China is to prosecute a New York Times researcher on charges of leaking state secrets and fraud, his lawyer has said.
Zhao Yan has been held for 15 months (picture: New York Times)
Zhao Yan, who has been held by Chinese authorities since September 2004, could face trial within six weeks in Beijing.
He is thought to have been detained in connection with a New York Times report about plans by ex-President Jiang Zemin to retire from his top military post.
Mr Zhao denies all the charges against him. The New York Times newspaper also denies he has disclosed state secrets.
At the time, Mr Jiang's intention would have been a closely guarded secret and any leak regarded as a serious offence.
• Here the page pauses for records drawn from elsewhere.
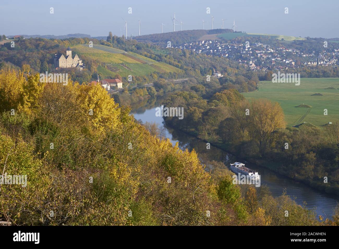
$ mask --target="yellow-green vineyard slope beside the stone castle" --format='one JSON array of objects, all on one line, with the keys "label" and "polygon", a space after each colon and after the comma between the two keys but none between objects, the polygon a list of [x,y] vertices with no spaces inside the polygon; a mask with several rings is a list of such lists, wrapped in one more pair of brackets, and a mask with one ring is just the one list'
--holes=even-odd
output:
[{"label": "yellow-green vineyard slope beside the stone castle", "polygon": [[72,49],[84,56],[86,59],[97,60],[102,63],[98,66],[98,72],[102,77],[114,77],[119,74],[122,77],[128,75],[144,76],[153,72],[180,72],[179,68],[163,62],[157,62],[142,55],[126,52],[121,49],[93,44],[93,48],[88,45],[76,45]]}]

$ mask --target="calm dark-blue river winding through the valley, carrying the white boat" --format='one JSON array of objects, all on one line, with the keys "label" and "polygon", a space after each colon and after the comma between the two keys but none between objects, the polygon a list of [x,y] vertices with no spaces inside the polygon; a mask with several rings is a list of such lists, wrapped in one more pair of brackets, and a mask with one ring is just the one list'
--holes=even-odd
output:
[{"label": "calm dark-blue river winding through the valley, carrying the white boat", "polygon": [[[143,104],[132,106],[131,113],[135,119],[140,119],[143,123],[155,122],[161,126],[163,125],[163,118],[156,117],[155,113],[156,107],[161,106],[163,99],[164,97],[160,99],[153,98],[147,100],[147,103],[144,102]],[[333,209],[337,205],[337,202],[339,202],[339,196],[317,191],[303,183],[278,175],[271,170],[235,158],[233,155],[214,146],[211,146],[211,149],[208,151],[209,153],[206,153],[205,142],[169,127],[165,127],[165,131],[166,137],[171,140],[173,145],[179,142],[181,149],[187,148],[191,151],[194,148],[198,156],[200,153],[203,153],[204,158],[207,157],[208,160],[222,161],[226,162],[226,164],[231,161],[246,163],[247,167],[258,171],[261,176],[261,186],[263,184],[267,185],[273,196],[280,196],[283,189],[286,189],[288,195],[296,198],[295,201],[297,204],[302,205],[303,201],[306,201],[308,208],[316,207],[317,215],[327,216],[329,219],[332,219]]]}]

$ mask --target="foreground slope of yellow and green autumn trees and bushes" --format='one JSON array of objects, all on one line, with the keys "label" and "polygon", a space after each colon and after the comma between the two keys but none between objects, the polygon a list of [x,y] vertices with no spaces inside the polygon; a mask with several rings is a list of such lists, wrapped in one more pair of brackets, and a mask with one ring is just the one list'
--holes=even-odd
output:
[{"label": "foreground slope of yellow and green autumn trees and bushes", "polygon": [[[0,220],[13,225],[319,225],[265,188],[243,191],[223,165],[152,137],[98,85],[0,73]],[[290,215],[284,215],[285,210]],[[338,210],[334,223],[338,224]],[[52,215],[53,214],[53,215]]]}]

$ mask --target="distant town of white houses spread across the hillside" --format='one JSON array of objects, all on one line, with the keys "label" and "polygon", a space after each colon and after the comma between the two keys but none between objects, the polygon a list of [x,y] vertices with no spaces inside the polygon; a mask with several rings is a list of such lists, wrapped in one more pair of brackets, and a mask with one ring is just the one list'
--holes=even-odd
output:
[{"label": "distant town of white houses spread across the hillside", "polygon": [[240,65],[247,65],[252,70],[287,69],[305,66],[337,66],[339,49],[323,50],[304,54],[298,49],[285,48],[254,43],[220,43],[218,40],[195,41],[178,46],[180,49],[190,49],[197,54],[205,54],[229,58]]}]

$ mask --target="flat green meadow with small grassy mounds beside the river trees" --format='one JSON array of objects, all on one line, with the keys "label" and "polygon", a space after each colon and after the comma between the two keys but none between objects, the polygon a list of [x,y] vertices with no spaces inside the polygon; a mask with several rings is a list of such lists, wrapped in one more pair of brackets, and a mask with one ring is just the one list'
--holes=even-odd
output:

The authorities in Beijing have not disclosed any details about the offence allegedly committed by Mr Zhao, who worked from the New York Times' Beijing bureau.
If convicted on a charge of "providing state secrets abroad", he could face a minimum term of 10 years in jail.
Mr Zhao's lawyer, Mo Shaoping, told the AFP news agency he had recently visited his client in prison and his health was "not too good".
A new charge of fraud was filed against him in June.
If convicted, journalist Ching Cheong faces the death penalty
Before joining the New York Times Mr Zhao, a Chinese citizen, worked for the magazine China Reform, where he wrote reports criticising abuse of poor farmers by officials.
A number of other journalists have been arrested in China under its national secrecy law.
Ching Cheong, a Hong Kong-based correspondent for Singapore's Straits Times, was accused in August of spying for China's rival, Taiwan. If convicted, he could face the death penalty
Chinese reporter Shi Tao, who worked for the Contemporary Business News in Hunan province, was sentenced in April to 10 years in prison for sending foreign-based websites the text of an internal Communist Party memo.
He is believed to have been jailed as a result of information Western internet firm Yahoo supplied to the Chinese government.